Bedauerlich nur, daß Mathilde – wo war sie übrigens geblieben? – gewissermaßen den Schlüssel zu seinem Bauch besessen hatte. Alexander wußte nicht, ob das abgeschlossen war und wie er es bewerten sollte. (Tatsachen konnte man eben nicht bewerten.) Aus Frankreich rundum lebendig zurückgekehrt, tat er sich mit der Liebe immer noch schwer. Da er aber von den überstandenen Strapazen belebt, von der Heimkehr beglückt war, liebte er sich zum ersten Mal in seinem Leben, und nur törichte Menschen konnten das geringschätzen. Er war komplett und lebendig; warum sollte er die Liebe vermissen? Aber die Liebe vermißte ihn (und er Mathilde).

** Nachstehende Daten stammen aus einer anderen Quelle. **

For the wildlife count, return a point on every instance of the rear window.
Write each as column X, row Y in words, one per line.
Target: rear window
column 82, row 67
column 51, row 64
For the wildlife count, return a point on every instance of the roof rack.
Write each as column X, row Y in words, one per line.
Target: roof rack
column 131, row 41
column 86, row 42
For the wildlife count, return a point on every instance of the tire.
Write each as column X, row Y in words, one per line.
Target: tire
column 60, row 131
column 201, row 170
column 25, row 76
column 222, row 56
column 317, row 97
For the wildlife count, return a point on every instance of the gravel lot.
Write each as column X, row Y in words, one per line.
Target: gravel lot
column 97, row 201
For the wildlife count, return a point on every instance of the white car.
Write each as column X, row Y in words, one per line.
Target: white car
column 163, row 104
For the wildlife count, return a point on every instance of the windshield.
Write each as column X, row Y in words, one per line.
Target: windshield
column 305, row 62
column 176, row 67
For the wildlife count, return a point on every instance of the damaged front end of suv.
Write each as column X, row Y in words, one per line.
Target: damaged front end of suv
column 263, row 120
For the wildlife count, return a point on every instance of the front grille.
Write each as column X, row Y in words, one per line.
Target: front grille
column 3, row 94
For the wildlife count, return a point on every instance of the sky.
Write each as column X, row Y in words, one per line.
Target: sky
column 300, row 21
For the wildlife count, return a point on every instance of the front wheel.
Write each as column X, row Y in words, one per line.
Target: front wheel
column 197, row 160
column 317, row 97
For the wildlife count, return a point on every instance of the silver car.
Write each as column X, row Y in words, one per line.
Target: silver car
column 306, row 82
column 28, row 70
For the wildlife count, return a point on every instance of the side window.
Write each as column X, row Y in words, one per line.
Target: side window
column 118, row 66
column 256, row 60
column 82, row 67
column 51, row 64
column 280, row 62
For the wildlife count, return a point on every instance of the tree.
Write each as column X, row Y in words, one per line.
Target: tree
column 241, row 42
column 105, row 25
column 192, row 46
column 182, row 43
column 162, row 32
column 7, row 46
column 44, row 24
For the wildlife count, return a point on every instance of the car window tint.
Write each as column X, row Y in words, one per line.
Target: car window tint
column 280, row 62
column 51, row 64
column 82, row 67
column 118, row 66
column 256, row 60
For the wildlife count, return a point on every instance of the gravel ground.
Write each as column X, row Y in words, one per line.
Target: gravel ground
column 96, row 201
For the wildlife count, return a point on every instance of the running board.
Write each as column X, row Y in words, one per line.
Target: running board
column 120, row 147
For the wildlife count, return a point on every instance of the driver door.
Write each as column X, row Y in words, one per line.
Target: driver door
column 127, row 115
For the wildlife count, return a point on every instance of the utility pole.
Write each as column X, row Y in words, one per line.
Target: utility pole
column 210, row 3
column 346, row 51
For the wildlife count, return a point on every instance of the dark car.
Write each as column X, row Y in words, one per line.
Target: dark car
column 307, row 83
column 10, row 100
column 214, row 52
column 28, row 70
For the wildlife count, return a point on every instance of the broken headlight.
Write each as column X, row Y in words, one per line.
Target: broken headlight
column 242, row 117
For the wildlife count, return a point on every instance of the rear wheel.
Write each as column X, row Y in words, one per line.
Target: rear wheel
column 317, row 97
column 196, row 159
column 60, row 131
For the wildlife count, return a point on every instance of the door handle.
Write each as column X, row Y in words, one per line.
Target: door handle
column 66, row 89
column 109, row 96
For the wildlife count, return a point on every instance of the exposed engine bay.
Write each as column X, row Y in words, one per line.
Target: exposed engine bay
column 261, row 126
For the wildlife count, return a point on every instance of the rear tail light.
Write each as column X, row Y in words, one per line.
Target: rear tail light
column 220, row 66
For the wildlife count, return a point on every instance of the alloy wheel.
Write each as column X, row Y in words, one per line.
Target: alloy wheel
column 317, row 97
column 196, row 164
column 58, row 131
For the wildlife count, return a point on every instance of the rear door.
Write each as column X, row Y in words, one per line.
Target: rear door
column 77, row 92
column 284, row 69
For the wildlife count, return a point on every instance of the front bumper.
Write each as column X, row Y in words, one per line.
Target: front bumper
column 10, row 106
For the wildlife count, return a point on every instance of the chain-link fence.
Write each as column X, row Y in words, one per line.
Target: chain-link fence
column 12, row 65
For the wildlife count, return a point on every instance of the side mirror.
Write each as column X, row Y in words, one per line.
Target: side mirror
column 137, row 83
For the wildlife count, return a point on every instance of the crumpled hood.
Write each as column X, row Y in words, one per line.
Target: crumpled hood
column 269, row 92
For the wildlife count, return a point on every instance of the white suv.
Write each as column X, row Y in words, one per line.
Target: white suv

Gabriele (nicht Gabriel!) hieß das Problem. Sie arbeitete in Alexanders Büro und hatte ihn förmlich entdeckt. Kein Wunder, hatte er doch so etwas wie eine Persönlichkeit bekommen. Ja, hätte er nicht so urdeutsch, so ostelbisch kantig, so zugleich zierlich und stämmig, halt polnisch, tschechisch oder (ost)deutsch ausgesehen, man hätte sich glatt den französischen Akzent eingebildet. Ganz spurlos war das Jahr also doch nicht an ihm vorübergegangen.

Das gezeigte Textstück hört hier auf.